Culture, Identity, Peoplehood, Politics, Religion

Portrait of the European Jewish Artist as an Old man.

Moni Ovadia
Moni Ovadia
Moni Ovadia was born to a Jewish family in Bulgaria in 1946. His family eventually emigrated to Milan, Italy. Today Moni Ovadia is a deliciously peculiar Jewish artist working in the Italian theater. As the ‘Ndrangheta and African migrants lock in battle in the south, Ovadia is serving up European non-Jews a cabaret that satiates contemporary Europe’s adrenal interest in displays of Jewishness. As a seasoned cultural shtadlan, Moni Ovadia is a kind of Jew that exists nowhere else but in today’s Europe. Pulled in between his Jewishness and adaptation to a streetscape with few Jews, Ovadia finds a voice as one of Europe’s Jewish culture-icons, a living Jew in a land of dead ones.
A young refugee from Chervenkov‘s Bulgaria, Ovadia grew up in a Milan where refugee camps had to be set up for Jews fleeing post-war Austria. As a naturalized Italian Jewish youth, Ovadia was fully aware of how post-war Europe spawned all sorts of peculiar fascinations with pre-war Jewish life. Ovadia himself “discovered” Yiddishkayt in the 1970s, delving deeply into the music and folklore of 19th century Eastern European Jews. From there he began to perform this newfound Ashkenaziness with a clever, bizarre critique of contemporary European culture’s relationship to the Jew. As Vered Zaykovsky reports in recent article in Eretz Acheret:

“Look”, he says to me, “people in the West are now complaining about the Jew with the weapons, the Jew that shoots and then slips away, but the other Jew, I tell them – you murdered that Jew! So you got what you wanted! If you would have left that Jew alone, he would have remained the way he was, he was better off the way he was… That Jew, the pale, scrawny Jew with the big nose, the Nazi-propaganda Jew, he was destroyed due to a lack of understanding, no one really knew him and everyone told ugly lies about him. He was too fine a person for this world.”
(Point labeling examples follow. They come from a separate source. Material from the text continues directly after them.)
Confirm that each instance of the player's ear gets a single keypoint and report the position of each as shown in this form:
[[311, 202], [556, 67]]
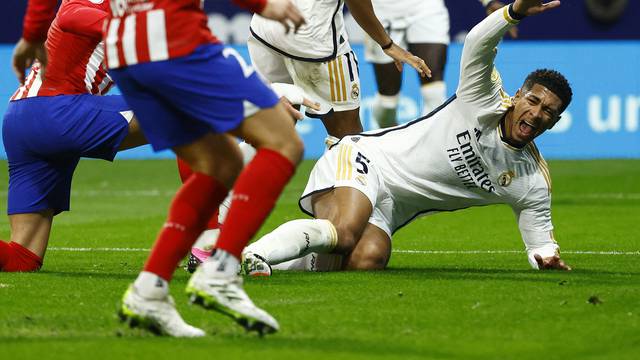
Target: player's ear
[[554, 123]]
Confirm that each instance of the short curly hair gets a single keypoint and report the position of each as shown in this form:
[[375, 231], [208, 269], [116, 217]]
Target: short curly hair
[[552, 80]]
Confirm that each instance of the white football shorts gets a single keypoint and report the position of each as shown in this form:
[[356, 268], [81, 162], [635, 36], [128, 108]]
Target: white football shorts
[[429, 24], [334, 84], [344, 165]]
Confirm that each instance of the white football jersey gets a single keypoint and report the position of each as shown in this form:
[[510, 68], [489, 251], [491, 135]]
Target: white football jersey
[[455, 157], [321, 39]]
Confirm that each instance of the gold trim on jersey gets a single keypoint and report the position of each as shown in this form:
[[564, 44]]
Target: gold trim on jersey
[[331, 82], [507, 102], [344, 171], [342, 82], [542, 164]]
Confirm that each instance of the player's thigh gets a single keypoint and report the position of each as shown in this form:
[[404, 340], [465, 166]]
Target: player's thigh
[[216, 155], [334, 84], [31, 230], [267, 62], [348, 209], [372, 252], [435, 55], [38, 184]]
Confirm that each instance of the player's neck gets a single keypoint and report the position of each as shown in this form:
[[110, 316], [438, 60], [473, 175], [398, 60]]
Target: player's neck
[[506, 124]]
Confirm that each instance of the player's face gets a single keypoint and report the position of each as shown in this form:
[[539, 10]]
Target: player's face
[[535, 111]]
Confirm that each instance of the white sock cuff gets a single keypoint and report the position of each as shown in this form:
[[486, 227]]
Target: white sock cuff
[[248, 152], [387, 101]]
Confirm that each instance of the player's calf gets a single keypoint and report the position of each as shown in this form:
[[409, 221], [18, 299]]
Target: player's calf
[[16, 258]]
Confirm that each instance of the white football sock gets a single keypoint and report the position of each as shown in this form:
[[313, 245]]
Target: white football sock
[[295, 239], [151, 286], [221, 264], [385, 109], [312, 262], [207, 240], [329, 141], [433, 95]]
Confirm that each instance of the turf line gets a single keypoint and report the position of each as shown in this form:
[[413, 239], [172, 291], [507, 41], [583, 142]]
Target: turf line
[[422, 252]]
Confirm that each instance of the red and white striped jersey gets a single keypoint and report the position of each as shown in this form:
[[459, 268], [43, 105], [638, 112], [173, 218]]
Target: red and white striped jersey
[[140, 31], [75, 53]]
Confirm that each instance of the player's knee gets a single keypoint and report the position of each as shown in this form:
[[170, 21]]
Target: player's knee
[[347, 239]]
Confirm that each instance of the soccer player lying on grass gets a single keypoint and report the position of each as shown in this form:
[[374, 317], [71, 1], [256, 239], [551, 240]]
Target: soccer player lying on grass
[[475, 149], [54, 120]]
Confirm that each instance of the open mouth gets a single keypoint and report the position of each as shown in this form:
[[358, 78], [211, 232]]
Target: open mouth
[[526, 128]]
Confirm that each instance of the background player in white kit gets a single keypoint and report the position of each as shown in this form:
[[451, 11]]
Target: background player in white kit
[[318, 58], [475, 149], [422, 27]]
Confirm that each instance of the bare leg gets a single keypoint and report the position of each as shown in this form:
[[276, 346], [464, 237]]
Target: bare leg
[[348, 210], [340, 124], [372, 252]]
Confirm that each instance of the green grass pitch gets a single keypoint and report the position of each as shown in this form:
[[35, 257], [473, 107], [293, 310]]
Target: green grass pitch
[[458, 285]]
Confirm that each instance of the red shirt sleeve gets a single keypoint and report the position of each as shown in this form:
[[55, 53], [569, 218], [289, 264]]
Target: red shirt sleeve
[[82, 20], [255, 6], [39, 15]]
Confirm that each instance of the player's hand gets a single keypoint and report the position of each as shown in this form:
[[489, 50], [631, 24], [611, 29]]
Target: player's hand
[[285, 12], [24, 54], [495, 5], [534, 7], [292, 96], [400, 56], [551, 263]]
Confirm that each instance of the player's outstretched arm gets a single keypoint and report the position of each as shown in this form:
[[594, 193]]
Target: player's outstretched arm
[[30, 47], [493, 5], [551, 263], [363, 13]]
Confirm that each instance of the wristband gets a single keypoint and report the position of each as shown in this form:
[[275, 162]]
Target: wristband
[[514, 14]]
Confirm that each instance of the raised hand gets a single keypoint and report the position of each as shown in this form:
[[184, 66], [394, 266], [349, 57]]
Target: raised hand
[[534, 7], [285, 12], [400, 56], [495, 5]]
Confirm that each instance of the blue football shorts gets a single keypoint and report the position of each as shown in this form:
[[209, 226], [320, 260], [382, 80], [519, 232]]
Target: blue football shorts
[[45, 137], [179, 100]]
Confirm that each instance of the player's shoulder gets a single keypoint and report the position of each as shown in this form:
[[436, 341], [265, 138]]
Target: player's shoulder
[[542, 173]]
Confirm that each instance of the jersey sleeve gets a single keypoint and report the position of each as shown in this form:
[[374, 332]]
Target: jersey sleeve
[[255, 6], [480, 82], [82, 19], [38, 18], [534, 221]]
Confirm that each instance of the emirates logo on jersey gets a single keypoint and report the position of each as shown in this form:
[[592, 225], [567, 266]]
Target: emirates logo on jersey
[[355, 92]]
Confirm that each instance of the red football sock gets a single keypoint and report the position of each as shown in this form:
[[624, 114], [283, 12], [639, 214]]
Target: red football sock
[[254, 196], [185, 171], [192, 207], [14, 257]]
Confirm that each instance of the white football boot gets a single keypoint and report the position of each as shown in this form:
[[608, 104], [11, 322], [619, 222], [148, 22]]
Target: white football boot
[[254, 265], [213, 289], [156, 315]]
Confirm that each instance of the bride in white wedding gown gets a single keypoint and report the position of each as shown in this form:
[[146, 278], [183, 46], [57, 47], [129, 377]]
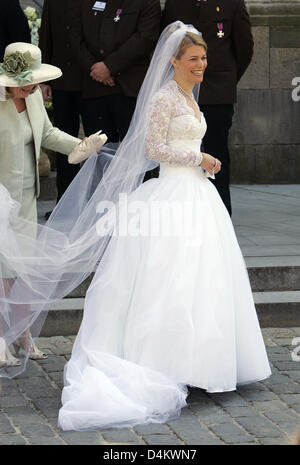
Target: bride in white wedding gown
[[170, 304]]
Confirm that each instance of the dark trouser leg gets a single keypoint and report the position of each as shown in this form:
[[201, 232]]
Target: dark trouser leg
[[66, 109], [122, 108], [97, 114], [215, 142]]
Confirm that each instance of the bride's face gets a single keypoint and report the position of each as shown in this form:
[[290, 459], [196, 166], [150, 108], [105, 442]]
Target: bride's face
[[191, 65]]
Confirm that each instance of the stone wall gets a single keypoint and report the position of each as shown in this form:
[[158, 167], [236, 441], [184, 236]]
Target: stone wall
[[265, 136]]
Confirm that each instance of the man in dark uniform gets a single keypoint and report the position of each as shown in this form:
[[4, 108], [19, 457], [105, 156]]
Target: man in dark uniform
[[225, 26], [113, 41], [64, 92], [13, 25]]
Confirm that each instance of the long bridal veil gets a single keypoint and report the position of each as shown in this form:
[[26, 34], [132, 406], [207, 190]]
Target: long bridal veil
[[38, 270]]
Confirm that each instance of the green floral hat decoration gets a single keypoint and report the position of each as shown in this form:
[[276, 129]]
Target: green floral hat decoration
[[22, 65]]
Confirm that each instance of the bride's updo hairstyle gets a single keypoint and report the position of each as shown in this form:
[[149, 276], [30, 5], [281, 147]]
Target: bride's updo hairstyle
[[189, 39]]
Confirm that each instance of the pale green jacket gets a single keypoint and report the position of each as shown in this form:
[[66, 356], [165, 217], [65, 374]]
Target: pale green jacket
[[12, 142]]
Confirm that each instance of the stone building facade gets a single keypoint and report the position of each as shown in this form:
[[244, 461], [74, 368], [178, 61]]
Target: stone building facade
[[265, 137]]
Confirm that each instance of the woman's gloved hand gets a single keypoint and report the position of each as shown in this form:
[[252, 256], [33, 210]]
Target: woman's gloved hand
[[87, 147]]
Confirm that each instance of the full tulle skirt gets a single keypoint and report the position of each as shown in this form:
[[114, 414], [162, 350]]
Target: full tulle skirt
[[170, 305]]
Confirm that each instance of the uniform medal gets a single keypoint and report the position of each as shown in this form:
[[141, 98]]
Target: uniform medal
[[117, 17], [220, 32]]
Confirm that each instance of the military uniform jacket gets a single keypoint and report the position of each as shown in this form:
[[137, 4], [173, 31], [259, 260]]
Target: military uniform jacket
[[124, 45], [55, 43], [229, 52]]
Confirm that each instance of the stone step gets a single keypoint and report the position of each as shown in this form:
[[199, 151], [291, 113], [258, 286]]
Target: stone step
[[274, 273], [274, 309]]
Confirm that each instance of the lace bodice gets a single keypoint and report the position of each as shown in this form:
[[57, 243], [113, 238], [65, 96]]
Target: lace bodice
[[174, 133]]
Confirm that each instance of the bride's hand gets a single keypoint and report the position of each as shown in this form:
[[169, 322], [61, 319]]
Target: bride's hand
[[210, 164]]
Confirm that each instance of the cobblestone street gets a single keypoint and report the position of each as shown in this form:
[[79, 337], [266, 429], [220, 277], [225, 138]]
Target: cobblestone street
[[266, 412]]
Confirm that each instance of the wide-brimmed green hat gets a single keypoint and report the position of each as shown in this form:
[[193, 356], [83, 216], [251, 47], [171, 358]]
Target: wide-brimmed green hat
[[22, 65]]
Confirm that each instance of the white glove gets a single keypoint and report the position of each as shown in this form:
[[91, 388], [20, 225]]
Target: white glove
[[87, 147], [208, 175]]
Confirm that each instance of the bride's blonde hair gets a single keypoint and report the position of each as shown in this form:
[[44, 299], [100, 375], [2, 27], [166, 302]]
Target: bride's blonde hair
[[189, 39]]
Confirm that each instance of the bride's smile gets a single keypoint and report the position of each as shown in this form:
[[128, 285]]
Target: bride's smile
[[189, 68]]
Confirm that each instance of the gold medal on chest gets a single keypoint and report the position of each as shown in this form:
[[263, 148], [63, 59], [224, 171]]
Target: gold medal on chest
[[220, 33]]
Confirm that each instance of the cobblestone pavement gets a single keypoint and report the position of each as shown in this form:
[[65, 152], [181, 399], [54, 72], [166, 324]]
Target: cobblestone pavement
[[266, 412]]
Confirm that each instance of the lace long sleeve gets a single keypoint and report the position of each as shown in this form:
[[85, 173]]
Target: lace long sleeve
[[156, 135]]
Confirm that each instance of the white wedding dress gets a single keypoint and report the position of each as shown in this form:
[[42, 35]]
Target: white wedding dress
[[170, 304]]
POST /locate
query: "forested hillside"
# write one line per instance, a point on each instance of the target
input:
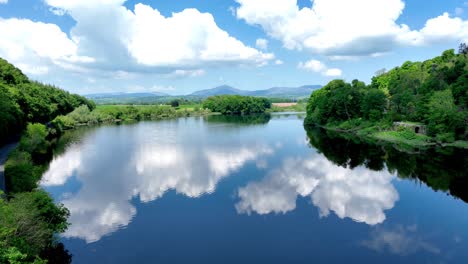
(433, 93)
(24, 101)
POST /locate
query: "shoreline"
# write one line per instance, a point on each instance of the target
(388, 136)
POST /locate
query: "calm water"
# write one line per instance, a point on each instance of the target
(255, 190)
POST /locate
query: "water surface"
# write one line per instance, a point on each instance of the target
(255, 190)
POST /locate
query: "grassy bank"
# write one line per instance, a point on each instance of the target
(385, 131)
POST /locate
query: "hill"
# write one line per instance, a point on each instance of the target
(293, 93)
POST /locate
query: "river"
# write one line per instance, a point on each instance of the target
(255, 190)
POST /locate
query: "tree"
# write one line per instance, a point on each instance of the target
(373, 104)
(463, 49)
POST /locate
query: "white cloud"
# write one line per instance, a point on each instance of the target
(140, 41)
(57, 11)
(147, 38)
(319, 67)
(334, 72)
(187, 73)
(37, 47)
(312, 65)
(261, 44)
(356, 28)
(359, 194)
(279, 62)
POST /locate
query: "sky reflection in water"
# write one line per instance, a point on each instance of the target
(269, 168)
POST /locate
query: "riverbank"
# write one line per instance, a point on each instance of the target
(385, 132)
(4, 152)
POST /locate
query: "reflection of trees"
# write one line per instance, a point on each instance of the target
(240, 119)
(441, 169)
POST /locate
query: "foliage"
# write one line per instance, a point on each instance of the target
(24, 166)
(28, 222)
(23, 101)
(113, 113)
(174, 103)
(236, 104)
(433, 92)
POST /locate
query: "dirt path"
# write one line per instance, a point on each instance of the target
(4, 151)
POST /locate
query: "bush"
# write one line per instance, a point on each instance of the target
(236, 104)
(28, 223)
(20, 173)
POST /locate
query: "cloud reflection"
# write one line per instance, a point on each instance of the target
(109, 180)
(400, 241)
(360, 194)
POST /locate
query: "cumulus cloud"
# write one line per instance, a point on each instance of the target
(359, 194)
(279, 62)
(36, 47)
(186, 38)
(356, 28)
(138, 40)
(319, 67)
(261, 43)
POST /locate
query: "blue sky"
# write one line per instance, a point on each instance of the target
(179, 46)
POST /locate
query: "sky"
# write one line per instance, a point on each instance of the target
(181, 46)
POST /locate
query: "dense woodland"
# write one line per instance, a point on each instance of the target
(237, 104)
(433, 92)
(29, 218)
(24, 101)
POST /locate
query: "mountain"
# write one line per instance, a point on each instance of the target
(224, 89)
(154, 97)
(282, 92)
(123, 95)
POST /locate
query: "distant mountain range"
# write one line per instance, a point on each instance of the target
(275, 92)
(302, 91)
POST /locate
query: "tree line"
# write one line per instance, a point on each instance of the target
(29, 218)
(433, 92)
(236, 104)
(24, 101)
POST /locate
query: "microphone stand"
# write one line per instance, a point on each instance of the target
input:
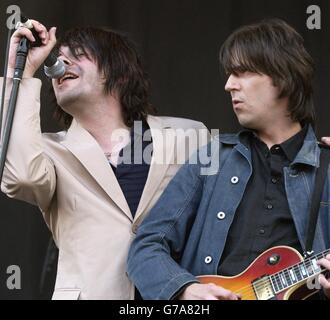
(22, 52)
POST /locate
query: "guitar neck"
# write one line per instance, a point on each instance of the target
(297, 273)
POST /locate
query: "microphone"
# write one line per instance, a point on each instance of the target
(53, 68)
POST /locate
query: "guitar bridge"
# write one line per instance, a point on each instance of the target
(263, 289)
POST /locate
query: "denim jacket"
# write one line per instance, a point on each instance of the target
(185, 233)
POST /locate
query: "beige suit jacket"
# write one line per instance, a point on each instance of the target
(68, 177)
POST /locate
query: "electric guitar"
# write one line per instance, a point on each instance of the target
(279, 273)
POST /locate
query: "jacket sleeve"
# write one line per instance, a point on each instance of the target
(162, 235)
(29, 175)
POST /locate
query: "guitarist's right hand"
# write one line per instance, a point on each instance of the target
(197, 291)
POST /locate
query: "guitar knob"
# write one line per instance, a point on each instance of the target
(272, 260)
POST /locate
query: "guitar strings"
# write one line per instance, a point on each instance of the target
(261, 284)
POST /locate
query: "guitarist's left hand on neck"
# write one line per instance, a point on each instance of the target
(324, 282)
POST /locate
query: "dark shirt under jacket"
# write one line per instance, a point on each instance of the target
(263, 219)
(132, 175)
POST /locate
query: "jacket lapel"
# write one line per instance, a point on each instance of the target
(86, 149)
(162, 157)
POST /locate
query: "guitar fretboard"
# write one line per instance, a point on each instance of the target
(297, 273)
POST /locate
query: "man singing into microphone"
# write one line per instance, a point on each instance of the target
(91, 200)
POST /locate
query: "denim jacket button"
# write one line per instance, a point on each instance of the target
(208, 259)
(234, 180)
(221, 215)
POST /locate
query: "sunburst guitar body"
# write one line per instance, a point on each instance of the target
(279, 273)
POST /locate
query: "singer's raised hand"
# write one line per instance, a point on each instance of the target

At the same time, Ovadia represents his people, providing Europeans the opportunity to see those they once dehumanized as dynamic and full human beings filled with creative energy and religious fervor.

“One day”, says Ovadia, “the wife of the Chabad rabbi of Milan called me. ‘I wouldn’t change one iota of this show’, she told me. ‘This is by no means an Orthodox play, but it helped the people who work with our school to better understand us. In just two hours, this show accomplished what we have not been able to accomplish in two months: it clarifies who we are, where we came from, why and how.’”

In a sense, the European context allows for Jewish cultural activism like Ovadia’s to reach a wide non-Jewish audience, something to which so many of our young artists strive. Eretz Acheret, an Israeli publication available in Hebrew and English, has some new, amazing reportage and essay regarding European Jewish affairs. The diversity and competency is a breath of fresh air in a Jewish media culture that fails to raise promote the vanguard. Bless up to Shlonsky.